The French political philosopher Pierre Manent frames in quite dramatic terms the situation of the Church in the democratic era. Amid the shallow media debates over whether the latest papal encyclical, Pope Bendict XVI’s Caritas in Veritate, leans left or right, there is a good chance that readers will miss the central philosophical claim of the document: “the social question has become a radically anthropological question” (italics in the original text). By subordinating all economic systems to the question of the common good, understood as integral human flourishing, the document opposes reductionism, whether in theory or practice, in liberal or conservative forms.
There is a lot of talk already about the document’s dizzying capaciousness, the way it seems to want to discuss everything and embrace almost everything, even things that seem on the surface incompatible. It is easy enough to affirm the Pope’s affirmation of both subsidiarity and globalism, but the document, largely because it does not say enough about the nature of the common good, leaves us guessing a bit as to the principles needed to spell out the relationship. Further reflection about these matters would have to begin, not just from the question, “What is man?”, but also from the queries such as, “What does it mean for human persons to hold things in common?” and “What are the peculiar forms of social life in which human persons now hold—and can learn how better to hold—things in common?”
Even to raise these questions is to sense how distant we are from the world of contemporary political discourse, where the tendency is toward the privatization, not just of religion, but of questions concerning the good, individual and communal. Indeed, a pressing question for a document such as Caritas in Veritate is this: why is it so easily ignored by the wider society, both by the media, political leaders, and ordinary citizens? Catholics fawning over Obama will quickly retort that he has embraced Catholic social thought, especially in the form of Cardinal Bernardin’s “seamless garment.” Aside from the fact that he ignores Bernardin’s insistence on the non-negotiable priority of the sanctity of human life, as well as Benedict’s claim that “openness to life is at the center of true development,” Obama seems to need instruction in the dictionary definition of “seamless.”
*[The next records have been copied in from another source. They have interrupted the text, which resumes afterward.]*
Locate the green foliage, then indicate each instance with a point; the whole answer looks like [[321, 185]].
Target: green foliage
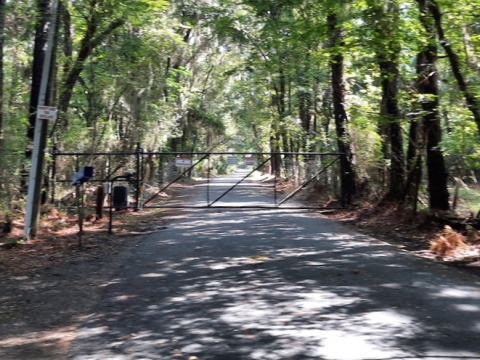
[[241, 75]]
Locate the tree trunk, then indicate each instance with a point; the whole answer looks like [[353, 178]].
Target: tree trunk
[[470, 98], [2, 36], [92, 38], [428, 90], [386, 16], [347, 177]]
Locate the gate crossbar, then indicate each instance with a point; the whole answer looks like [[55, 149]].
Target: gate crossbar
[[239, 182]]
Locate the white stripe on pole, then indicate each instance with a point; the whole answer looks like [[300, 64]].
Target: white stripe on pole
[[35, 171]]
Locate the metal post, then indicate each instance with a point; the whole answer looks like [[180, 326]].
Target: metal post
[[138, 180], [208, 182], [36, 172]]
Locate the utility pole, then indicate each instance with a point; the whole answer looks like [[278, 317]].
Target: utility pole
[[40, 135]]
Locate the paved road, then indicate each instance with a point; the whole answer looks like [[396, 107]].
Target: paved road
[[270, 285]]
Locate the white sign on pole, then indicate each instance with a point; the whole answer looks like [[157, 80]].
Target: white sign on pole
[[47, 112], [183, 161], [232, 160]]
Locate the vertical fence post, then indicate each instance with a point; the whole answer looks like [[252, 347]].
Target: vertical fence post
[[208, 181], [274, 161], [138, 177], [55, 153]]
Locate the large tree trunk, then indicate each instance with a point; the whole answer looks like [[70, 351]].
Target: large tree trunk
[[2, 34], [347, 177], [470, 98], [386, 16], [428, 90], [93, 37]]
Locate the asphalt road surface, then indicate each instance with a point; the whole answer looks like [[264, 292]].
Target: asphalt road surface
[[226, 284]]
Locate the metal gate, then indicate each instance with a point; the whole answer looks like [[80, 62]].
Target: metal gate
[[209, 179], [248, 180]]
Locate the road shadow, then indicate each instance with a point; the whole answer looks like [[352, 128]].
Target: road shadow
[[279, 285]]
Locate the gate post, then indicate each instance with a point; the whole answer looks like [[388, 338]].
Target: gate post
[[139, 184]]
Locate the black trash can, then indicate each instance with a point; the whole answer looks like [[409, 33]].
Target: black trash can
[[120, 197]]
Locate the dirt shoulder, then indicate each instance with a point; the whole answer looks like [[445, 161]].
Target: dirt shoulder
[[49, 285]]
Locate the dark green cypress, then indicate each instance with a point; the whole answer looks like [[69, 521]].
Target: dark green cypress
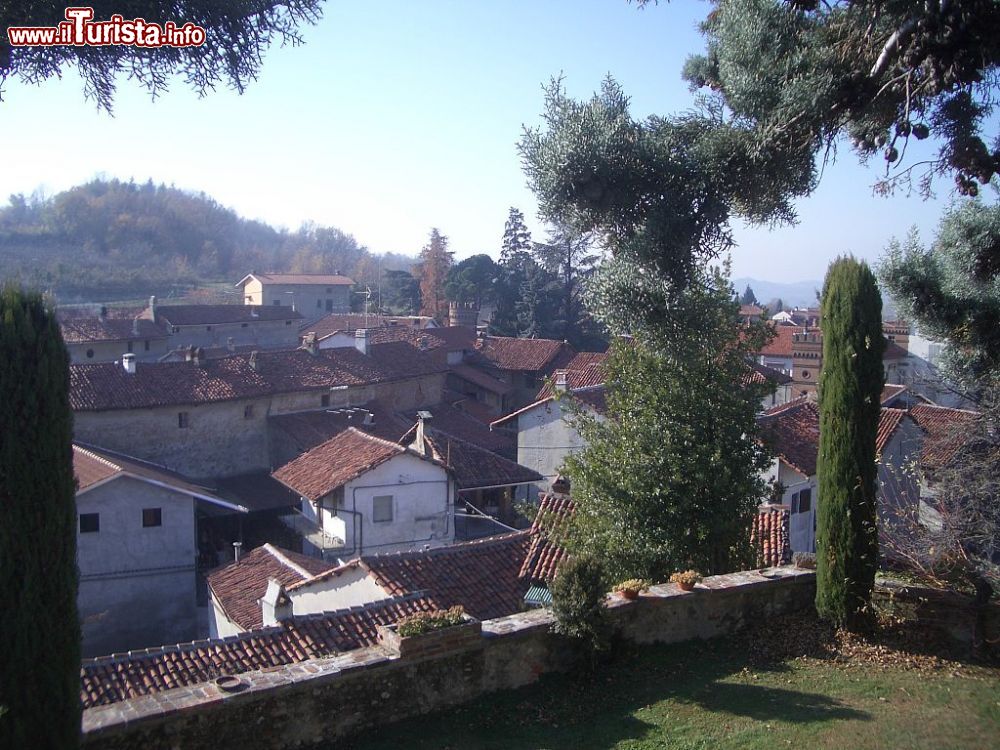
[[849, 402], [39, 628]]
For Manent, democracy—increasingly defined by the pursuit of a freedom unfettered by any external restraint, authority, or law—“neither wants to nor can respond” to the questions raised above. The Pope is not quite so despairing, but his own document gives us reason to think that its teaching will at best be distorted when not smugly dismissed. Benedict makes, as some in the media have noticed, numerous references to the current economic crisis, but he also speaks of other crises, including the one arising from a Promethean spirit of technological mastery, the will to remake both human life and the natural environment according to our unrestrained desires. Benedict astutely points to numerous signs of the fraying of the project of mastery. Our task, as sympathetic readers, is to communicate the teaching of Caritas in Veritate to others, so that they in turn may be better able to articulate the hopes and fears of our time—a time in which the meaning of humanity itself is very much in doubt.
Thomas S. Hibbs is Distinguished Professor of Ethics & Culture and Dean of the Honors College at Baylor University.